En Europe occidentale, on s’inquiète du caractère musulman des Tchétchènes, de ce qu’il pourrait y avoir parmi eux des éléments radicaux. Cependant, on constate généralement qu’une grande majorité de ces Tchétchènes adhèrent à un islam modéré. Il est vrai que, dans la presse européenne, on rapporte ça et là l’arrestation de radicaux. Le 1er mars, par exemple, les polices française et espagnole ont arrêté plusieurs Tchétchènes dans la banlieue parisienne. Les suspects pourraient être en lien avec une organisation terroriste démantelée en août dernier dans le sud de l’Espagne. Parallèlement, les autorités européennes rabotent peu à peu les applications aux demandeurs d’asile nord caucasiens du statut de réfugié. Selon le journal Die Presse, pendant de nombreuses années, le statut de réfugié a principalement concerné les Tchétchènes. Aujourd’hui, le nombre de décisions favorables est passé de 94% à 31% depuis 2010…
Tous les réfugiés n’ont certes pas été persécutés pour leurs idées séparatistes ou pour avoir combattu pour la justice.

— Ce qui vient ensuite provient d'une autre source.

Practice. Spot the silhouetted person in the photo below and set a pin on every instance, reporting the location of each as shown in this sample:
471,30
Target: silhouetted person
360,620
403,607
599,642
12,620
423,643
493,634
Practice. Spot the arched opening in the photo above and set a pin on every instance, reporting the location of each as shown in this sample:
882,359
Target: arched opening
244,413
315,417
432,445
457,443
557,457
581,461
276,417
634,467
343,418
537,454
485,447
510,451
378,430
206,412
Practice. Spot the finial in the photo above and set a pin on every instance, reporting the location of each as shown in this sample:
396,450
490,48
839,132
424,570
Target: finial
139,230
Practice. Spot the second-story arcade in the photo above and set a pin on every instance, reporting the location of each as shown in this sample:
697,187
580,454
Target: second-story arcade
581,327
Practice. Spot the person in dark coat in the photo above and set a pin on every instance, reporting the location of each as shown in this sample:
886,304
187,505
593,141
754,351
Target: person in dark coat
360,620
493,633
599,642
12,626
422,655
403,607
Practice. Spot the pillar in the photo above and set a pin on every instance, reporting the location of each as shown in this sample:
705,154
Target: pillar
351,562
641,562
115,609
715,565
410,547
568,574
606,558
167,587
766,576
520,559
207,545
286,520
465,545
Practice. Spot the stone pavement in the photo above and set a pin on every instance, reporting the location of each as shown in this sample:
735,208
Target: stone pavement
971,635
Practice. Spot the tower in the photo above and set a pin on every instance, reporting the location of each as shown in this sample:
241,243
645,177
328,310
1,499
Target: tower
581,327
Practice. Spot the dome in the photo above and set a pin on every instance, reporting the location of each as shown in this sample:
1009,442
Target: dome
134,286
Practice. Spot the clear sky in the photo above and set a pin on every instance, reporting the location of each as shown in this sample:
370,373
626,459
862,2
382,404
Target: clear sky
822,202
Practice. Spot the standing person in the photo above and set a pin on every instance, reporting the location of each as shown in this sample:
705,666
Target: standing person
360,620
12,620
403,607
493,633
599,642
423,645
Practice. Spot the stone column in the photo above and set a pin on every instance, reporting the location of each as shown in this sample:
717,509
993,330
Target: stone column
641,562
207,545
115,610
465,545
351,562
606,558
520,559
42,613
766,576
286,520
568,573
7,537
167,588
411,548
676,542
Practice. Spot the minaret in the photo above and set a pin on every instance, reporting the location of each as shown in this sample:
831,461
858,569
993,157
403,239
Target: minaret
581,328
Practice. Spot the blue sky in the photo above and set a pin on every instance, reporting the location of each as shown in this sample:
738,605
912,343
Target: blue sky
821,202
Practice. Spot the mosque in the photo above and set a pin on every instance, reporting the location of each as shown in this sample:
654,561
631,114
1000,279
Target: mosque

De fait, un pourcentage significatif des demandeurs du statut de réfugié sont des gens qui recherchent un meilleur avenir pour leurs enfants. Cela a pour effet de rendre les choses plus compliquées pour recevoir ce statut. Ainsi, l’Allemagne, en 2012, a accordé seulement 240 statuts de réfugié à des Tchétchènes, chiffre contesté par des organisations russes de défense des droits (www.dw.de, le 15 novembre 2011).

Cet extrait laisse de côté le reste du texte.